Nesses novos espaços, ainda não suficientemente explorados nem resolvidos, surgem duas figuras que nem sempre são encarnadas por críticos, mas cujas funções estão absolutamente vinculadas ao exercício crítico: a do dramaturg ou dramaturgista e a do programador. A primeira tem ligação orgânica com o trabalho criativo, na medida em que busca junto dos criadores cênicos estabelecer perspectivas para a interpretação da obra. A segunda, faz ponte entre a criação estética e o público, buscando captar a dinâmica da produção teatral e organizando sua mostra em determinados locais. No Brasil, há pelo menos duas décadas, proliferam festivais ou mostras competitivas, em cidades do interior, alguns de âmbito nacional, onde críticos (embora nem sempre críticos) são contratados como membros de comissão julgadora, tendo que debater com os artistas e o público cada obra apresentada. Constitui um exercício estimulante da crítica imediata, direta, provocando um diálogo proveitoso tanto para o crítico quanto para os criadores, também para o público presente e, muitas vezes, participante do debate. Desse modo, vemos ampliarem-se os espaços da crítica, embora construídos caótica e irregularmente.

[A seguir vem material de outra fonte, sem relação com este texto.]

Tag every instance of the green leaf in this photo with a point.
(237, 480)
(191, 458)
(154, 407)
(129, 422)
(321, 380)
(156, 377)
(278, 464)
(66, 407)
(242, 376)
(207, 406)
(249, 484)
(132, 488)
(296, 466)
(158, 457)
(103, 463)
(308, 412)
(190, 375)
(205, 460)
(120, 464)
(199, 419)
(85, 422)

Os periódicos, hoje, parecem ameaçados pela Internet. Mas seria um exagero estimar a “morte” da imprensa diária, como foi exagero estimar que o cinema mataria o teatro e, depois, que a televisão mataria o cinema. Mais legítimo seria louvar o aparecimento de um novo meio para veicular idéias. Surgem na rede sites noticiosos, abrigando links de crítica teatral. Porém, quase sempre, esses sites reproduzem, no novo, meio linguagens e critérios da imprensa diária, confinando a reflexão crítica a planos secundários. A Internet, no entanto, é um meio generoso, amplo, democrático, e poderá vir a ser importante espaço à reflexão crítica, com sites dirigidos ao público interessado na arte, sem restrições nem condicionamentos editoriais. Creio que a função da crítica teatral neste novo século continua essencialmente a mesma, porém dinamizada e difundida por novos espaços. Justamente esses novos espaços é que devem ser avaliados, otimizados, de modo que a crítica possa readquirir seu sentido didático, provocador e criativo.
A crítica teatral frente às novas tendências cênicas
Ao longo do século 20, a encenação foi adquirindo autonomia, separando-se da literatura, da qual tradicionalmente era entendida como subproduto. As revoluções dos conceitos cênicos desde Antoine até Brecht, passando por Paul Fort, Gordon Craig, Stanislavsky, Meyerhold, Komisarjevsky, Artaud e tantos outros, abriram horizontes que foram exaustivamente explorados por criadores no mundo todo, depois da Segunda Guerra, incidindo em novos paradigmas, novas linguagens, conferindo à encenação peculiaridades que a tornam um tipo de expressão singular, único, provido de dinamismo próprio. Sem dúvida o texto dramático continua sendo um dos fundamentos do teatro, mas deixou de ser o fundamento. Por outro lado, encenadores geniais, que dominam códigos estabelecidos e os transgridem, revelam valores no texto dramático que o crítico e o ensaísta tradicionais não conseguiam vislumbrar.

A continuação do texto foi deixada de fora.